Northern Ireland

Mother and baby homes: 57 reports of alleged historic crimes made to police

Police launched an investigation into allegations of abuse in mother and baby homes, work houses and Magdalene laundries on October 6 2021
Police launched an investigation into allegations of abuse in mother and baby homes, work houses and Magdalene laundries on October 6 2021

POLICE have received 57 reports of alleged crimes at mother and baby homes, workhouses and Magdalene laundries since officers launched a major probe less than a year ago.

The PSNI began their investigation into the institutions on October 6 2021.

The institutions, run by the Catholic Church, the Church of Ireland, the Salvation Army and the state, existed in Northern Ireland until 1990.

A report published last year found around 10,500 women and children, including rape and incest victims and a girl as young as 12, were sent to homes between 1922 and 1990.

Many of the women felt coerced into giving up their children.
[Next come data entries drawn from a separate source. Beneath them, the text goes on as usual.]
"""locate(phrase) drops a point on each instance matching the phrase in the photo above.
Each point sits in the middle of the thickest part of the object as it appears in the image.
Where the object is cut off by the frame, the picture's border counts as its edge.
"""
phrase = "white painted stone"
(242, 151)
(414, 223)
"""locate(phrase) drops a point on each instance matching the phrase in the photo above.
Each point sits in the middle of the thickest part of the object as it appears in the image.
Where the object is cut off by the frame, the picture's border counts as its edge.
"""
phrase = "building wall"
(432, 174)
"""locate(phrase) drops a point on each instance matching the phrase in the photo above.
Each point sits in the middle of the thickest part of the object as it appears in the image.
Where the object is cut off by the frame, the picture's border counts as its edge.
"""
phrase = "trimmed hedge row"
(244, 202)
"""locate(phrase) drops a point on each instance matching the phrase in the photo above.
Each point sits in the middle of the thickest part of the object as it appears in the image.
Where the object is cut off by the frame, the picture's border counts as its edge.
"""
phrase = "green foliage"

Police said the 57 reports included some from mothers who have never met their children.

Adele Johnstone, from Birth Mothers and their Children for Justice, gave birth at the Marianvale home in Newry.

She encouraged any potential victim to come forward.

"I would encourage anyone that has been impacted by the mother and baby institutions, Magdalene laundries and workhouses in Northern Ireland between 1922 to 1990 to come forward and speak to the dedicated Police Service of Northern Ireland investigation team," she said.

"You will be treated with complete sensitivity and respect as they wish to build a complete picture of what happened in these institutions.

"The only way to right the injustices of the past is to make your voices heard."

Neighbourhood policing teams are speaking to organisations and members of the public about the investigation.

Detective Superintendent Gary Reid, who is leading the investigation, said: "The last known institution closed down in 1990. This is not a lifetime ago, and we believe there are people out there who are still suffering in silence.

"It's important that we are engaging with our local communities about this investigation as there were so many across Northern Ireland that have been affected in some way by these institutions.

"We want to reassure anyone impacted in any way that this investigation is still very much live and ongoing and that we want to hear from them.

"If you were the victim of abuse or other forms of criminality in any of these institutions, or know somebody who was, or if you witnessed anything suspicious, please contact us.

"We care about what you have to say, will listen and support you, and will act to keep you and others safe."

The police team can be contacted on email at or via a direct line, 028 9090 1728, which is open during office hours between Monday and Friday.

Last month, the DUP confirmed to The Irish News it will back legislation at Westminster for survivors of mother and baby homes if the Stormont impasse continues.

The DUP is refusing to form an assembly as part of its protest against the post-Brexit Northern Ireland Protocol trade agreement.